Q お店のレジを任せている従業員が、1000円札をレジから自分のポケットに入れていることが防犯カメラの映像で明らかになった。当該従業員を懲戒解雇しようと考えているが、1000円であっても懲戒解雇は可能でしょうか。

A わずか1000円であっても、その従業員の担当する職務等いかんによっては、懲戒解雇は可能である。

まず、懲戒解雇処分を下すためには、処分の対象となる行為が就業規則上の懲戒解雇事由に該当することが必要です。
就業規則に対象行為を罰する規定がなければ、そもそも懲戒解雇処分を行なうことが出来ません。

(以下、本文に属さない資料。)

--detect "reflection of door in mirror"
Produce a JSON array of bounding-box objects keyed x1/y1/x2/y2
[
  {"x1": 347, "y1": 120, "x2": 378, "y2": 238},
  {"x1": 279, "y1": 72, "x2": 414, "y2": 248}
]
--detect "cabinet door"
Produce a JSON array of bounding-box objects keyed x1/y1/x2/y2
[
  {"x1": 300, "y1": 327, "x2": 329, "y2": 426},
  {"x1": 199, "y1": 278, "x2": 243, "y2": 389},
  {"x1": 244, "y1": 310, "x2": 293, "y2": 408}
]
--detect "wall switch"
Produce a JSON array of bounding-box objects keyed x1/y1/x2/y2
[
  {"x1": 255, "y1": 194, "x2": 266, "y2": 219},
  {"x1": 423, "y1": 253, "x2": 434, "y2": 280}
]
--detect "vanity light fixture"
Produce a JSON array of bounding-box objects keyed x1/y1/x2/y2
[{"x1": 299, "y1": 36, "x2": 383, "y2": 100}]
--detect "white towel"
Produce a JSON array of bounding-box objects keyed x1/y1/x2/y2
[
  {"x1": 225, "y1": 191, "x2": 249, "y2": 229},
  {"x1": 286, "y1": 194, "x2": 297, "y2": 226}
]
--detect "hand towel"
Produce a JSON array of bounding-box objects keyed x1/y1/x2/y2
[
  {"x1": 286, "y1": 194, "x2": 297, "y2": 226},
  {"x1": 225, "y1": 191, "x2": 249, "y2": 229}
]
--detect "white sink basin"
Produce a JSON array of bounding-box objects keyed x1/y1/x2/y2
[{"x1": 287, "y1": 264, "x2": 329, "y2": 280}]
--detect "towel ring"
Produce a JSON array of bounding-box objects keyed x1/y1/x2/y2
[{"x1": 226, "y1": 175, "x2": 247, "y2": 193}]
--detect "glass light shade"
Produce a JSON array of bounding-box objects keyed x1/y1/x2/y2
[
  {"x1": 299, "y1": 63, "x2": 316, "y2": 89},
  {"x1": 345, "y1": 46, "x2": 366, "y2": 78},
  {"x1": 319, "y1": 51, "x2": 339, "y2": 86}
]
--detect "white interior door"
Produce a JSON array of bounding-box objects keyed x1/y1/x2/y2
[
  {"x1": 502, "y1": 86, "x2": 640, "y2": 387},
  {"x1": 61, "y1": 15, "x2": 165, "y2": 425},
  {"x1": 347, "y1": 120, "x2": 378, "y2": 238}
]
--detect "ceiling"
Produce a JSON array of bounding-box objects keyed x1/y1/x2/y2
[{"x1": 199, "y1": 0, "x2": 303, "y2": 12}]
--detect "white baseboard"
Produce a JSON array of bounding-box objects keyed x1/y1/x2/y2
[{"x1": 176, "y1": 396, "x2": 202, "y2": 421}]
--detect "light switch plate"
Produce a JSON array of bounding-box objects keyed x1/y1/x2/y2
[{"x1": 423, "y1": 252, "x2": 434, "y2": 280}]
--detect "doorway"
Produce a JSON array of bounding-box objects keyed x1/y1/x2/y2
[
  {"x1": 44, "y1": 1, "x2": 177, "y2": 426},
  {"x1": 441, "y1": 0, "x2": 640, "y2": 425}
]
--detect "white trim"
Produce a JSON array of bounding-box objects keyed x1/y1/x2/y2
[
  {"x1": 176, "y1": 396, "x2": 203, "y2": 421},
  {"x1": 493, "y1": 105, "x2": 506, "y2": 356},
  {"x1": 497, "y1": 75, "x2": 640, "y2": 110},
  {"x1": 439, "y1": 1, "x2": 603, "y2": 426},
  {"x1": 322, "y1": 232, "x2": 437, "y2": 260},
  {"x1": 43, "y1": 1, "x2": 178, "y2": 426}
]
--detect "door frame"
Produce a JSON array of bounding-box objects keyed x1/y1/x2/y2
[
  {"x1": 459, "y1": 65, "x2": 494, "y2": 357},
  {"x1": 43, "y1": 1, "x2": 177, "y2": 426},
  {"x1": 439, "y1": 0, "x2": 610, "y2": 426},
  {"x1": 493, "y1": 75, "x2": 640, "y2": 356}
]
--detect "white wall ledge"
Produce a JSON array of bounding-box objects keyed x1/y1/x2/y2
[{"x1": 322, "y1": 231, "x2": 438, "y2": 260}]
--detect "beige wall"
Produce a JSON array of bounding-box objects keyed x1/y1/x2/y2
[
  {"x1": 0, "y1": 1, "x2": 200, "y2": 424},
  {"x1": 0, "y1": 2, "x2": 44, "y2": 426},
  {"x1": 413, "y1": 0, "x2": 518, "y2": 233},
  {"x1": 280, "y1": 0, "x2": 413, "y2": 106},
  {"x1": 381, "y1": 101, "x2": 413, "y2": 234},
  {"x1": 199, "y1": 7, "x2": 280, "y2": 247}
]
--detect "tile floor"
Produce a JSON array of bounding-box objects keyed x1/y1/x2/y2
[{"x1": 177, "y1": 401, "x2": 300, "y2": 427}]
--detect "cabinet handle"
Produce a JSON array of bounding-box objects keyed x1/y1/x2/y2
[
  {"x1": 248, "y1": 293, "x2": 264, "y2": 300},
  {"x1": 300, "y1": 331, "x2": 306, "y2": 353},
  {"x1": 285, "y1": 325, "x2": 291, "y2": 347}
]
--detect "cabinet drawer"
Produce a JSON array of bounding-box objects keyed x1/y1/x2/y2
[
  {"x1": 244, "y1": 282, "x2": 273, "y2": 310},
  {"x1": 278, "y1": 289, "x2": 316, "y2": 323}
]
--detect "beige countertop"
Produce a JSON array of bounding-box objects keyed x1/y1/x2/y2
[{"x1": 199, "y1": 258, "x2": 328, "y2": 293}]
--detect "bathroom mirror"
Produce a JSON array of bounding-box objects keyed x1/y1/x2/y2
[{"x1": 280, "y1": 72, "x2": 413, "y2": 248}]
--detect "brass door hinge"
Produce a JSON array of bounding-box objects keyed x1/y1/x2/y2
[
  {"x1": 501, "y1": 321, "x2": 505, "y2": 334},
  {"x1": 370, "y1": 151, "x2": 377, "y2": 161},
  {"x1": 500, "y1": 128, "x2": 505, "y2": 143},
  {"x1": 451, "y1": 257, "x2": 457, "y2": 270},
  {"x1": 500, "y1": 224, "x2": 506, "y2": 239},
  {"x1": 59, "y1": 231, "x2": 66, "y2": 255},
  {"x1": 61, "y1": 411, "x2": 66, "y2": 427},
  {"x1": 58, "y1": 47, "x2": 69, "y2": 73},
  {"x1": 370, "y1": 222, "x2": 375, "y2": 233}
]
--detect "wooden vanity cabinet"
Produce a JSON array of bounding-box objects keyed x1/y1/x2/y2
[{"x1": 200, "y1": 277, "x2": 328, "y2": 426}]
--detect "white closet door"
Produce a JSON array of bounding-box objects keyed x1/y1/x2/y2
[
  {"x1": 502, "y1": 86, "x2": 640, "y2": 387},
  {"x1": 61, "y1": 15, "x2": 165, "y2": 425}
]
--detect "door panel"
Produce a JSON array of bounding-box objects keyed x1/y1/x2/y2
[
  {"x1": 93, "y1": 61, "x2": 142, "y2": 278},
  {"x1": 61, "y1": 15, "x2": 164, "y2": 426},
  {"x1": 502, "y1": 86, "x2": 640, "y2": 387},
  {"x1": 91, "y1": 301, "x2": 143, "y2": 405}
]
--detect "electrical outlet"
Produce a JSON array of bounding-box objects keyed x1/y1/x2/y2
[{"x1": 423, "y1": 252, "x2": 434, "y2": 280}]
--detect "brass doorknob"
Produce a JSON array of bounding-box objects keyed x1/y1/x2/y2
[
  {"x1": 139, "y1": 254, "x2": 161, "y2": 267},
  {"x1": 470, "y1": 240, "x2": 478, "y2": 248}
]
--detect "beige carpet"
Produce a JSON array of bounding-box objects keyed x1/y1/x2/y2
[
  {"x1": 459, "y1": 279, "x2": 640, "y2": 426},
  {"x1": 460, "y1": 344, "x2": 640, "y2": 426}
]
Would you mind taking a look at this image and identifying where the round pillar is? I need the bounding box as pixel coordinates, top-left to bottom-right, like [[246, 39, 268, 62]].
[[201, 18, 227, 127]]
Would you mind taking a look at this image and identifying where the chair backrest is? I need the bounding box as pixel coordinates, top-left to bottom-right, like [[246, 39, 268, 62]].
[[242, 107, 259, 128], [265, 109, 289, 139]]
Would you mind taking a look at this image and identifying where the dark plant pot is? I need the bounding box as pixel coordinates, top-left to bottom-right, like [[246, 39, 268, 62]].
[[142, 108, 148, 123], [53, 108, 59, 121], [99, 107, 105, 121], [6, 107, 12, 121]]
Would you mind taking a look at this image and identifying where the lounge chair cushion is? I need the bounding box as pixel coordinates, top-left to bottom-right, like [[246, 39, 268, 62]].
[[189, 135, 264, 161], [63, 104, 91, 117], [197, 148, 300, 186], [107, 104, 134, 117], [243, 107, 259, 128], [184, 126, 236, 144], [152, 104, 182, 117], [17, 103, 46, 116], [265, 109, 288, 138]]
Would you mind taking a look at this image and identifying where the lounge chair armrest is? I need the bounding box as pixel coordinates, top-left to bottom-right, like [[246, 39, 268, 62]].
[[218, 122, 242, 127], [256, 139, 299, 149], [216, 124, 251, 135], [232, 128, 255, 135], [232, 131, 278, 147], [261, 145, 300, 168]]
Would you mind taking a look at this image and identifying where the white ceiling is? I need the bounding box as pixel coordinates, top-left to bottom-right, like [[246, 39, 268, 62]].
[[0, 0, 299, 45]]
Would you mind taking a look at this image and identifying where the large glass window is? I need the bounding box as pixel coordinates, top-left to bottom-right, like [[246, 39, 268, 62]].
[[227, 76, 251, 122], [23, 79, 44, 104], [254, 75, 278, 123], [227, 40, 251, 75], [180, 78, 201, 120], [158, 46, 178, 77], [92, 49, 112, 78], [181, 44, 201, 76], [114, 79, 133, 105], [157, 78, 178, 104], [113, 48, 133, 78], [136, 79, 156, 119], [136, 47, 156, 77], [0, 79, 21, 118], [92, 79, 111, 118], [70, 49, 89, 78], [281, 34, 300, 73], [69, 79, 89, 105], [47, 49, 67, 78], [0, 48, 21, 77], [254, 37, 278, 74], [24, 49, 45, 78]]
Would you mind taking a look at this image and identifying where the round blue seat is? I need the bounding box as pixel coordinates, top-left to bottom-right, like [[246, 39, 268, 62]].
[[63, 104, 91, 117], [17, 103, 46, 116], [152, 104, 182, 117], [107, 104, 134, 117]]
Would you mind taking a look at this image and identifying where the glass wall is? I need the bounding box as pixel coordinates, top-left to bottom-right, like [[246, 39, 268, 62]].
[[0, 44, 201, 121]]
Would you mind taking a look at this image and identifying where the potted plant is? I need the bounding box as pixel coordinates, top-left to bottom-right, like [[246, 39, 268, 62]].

また、対象行為が就業規則に規定されていたとしても、労働契約法15条において、「使用者が労働者を懲戒することができる場合において、当該懲戒が、当該懲戒に係る労働者の行為の性質及び態様その他の事情に照らして、客観的に合理的な理由を欠き、社会通念上相当であると認められない場合は、その権利を濫用したものとして、当該懲戒は、無効とする。」と規定されています。
そこで、単に就業規則の懲戒規定に形式的に該当するだけでは足りず、対象行為と処分との間にバランスが保たれていなければなりません。
すなわち、懲戒解雇処分を下すのであれば、対象行為にはそれ相応の悪質性が備わっていることが必要となります。

この悪質性を判断するに当たり、使用者が被った損害の多寡は重要なファクターとなりますので、わずか1000円の損害では、懲戒解雇処分は不相当とも評価される場合もあります。

しかし、小売店は商品の販売を経営の基盤とするところ、レジの担当者が売上金をレジから盗む行為は、その経営の基盤を揺るがすことになります。また、レジ担当者は、その店舗における売上金を管理する職責を有し、金員の扱いについて責任ある立場にあります。
それにもかかわらず、金員を意図的に着服したのですから、軽微な処分で済ませてしまったのでは、会社の秩序を維持することが困難となります。

当然諸般の事情を考慮した上での判断となりますが、このような担当する職務の内容や重要性とのバランスを考慮した場合、懲戒解雇も可能となる場合があります。
なお、裁判例上、バスの運転手が乗客の支払った運賃1100円を領得した事案において、懲戒免職を有効と判断した例があります(東京地裁平成23年5月25日判決)。

なお、設問の事例では防犯カメラの映像という証拠があり、横領行為を十分に立証できるということが上記の前提となっています。
実際の訴訟等においては、横領行為の有無や金銭領得の意思の有無が争われることも多く、証拠の有無や内容によっては結論が異なる可能性もありますので、処分にあたっては慎重な検討が必要です。